(Bloomberg) -- U.S. municipal bond issuance surged to an all-time high last year as issuers tackled financing needs amid the pandemic, and some Wall Street analysts predict an even bigger slate of sales in 2022. 

Long-term municipal issuance rose about 1.2% from 2020, which was also a record, to a total of $460.6 billion in 2021, according to data compiled by Bloomberg. Borrowers have been taking advantage of long-term interest rates that remain low by historical standards and robust demand for tax-exempt debt as lawmakers debate higher income levies on the wealthy.

Although the Federal Reserve is expected to start lifting its benchmark rate in 2022, that may not be enough to deter states and local governments seeking to borrow for deferred infrastructure plans. For one thing, those projects are only getting more costly given the backdrop of elevated inflation, and municipalities also have added flexibility given the billions of dollars of federal pandemic aid they’ve received. 

“Potholes aren’t waiting for the end of the pandemic,” said Pat Luby, senior municipal strategist at CreditSights. “Road repairs, airport expansions -- they continue to need to be done, and deferring those costs only makes it more expensive.”

The 2021 record, achieved in December, marked a surprising shift from earlier in the year, as demand for munis dimmed for a stretch amid the lack of clarity over new federal spending measures that could include tax increases on wealthy Americans. But the pace of issuance picked up into year-end as the debate in Washington dragged on. 
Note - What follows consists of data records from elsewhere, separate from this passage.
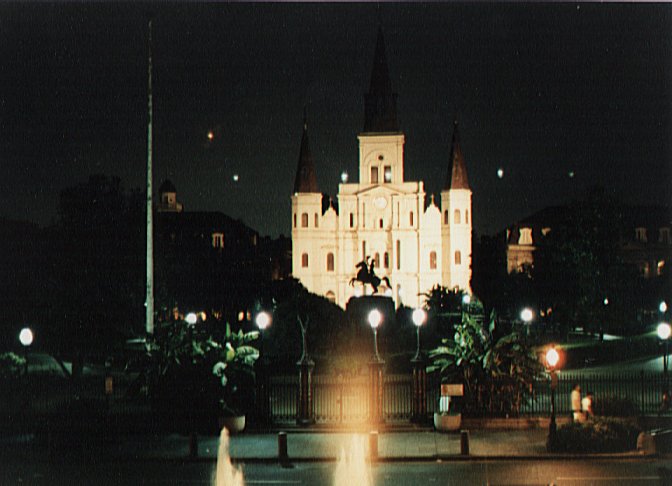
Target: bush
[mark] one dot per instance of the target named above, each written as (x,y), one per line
(601,434)
(613,406)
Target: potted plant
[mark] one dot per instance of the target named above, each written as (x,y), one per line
(197,375)
(234,369)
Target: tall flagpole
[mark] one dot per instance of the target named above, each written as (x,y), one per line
(149,301)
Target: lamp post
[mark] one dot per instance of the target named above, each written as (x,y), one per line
(26,338)
(663,330)
(375,318)
(375,372)
(552,361)
(262,320)
(419,409)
Luby forecasts 2022 volume of about $480 billion, with increases in both taxable and tax-exempt borrowing. 

“If you look at the size of the market, the pace of borrowing has not kept up with inflation, so there is tremendous unmet need,” he said. 

Citigroup Inc. analysts led by Vikram Rai said last month that they expect an all-time high of $520 billion of debt sales this year, driven by inflation and a positive economic outlook that will spur governments to take on delayed projects.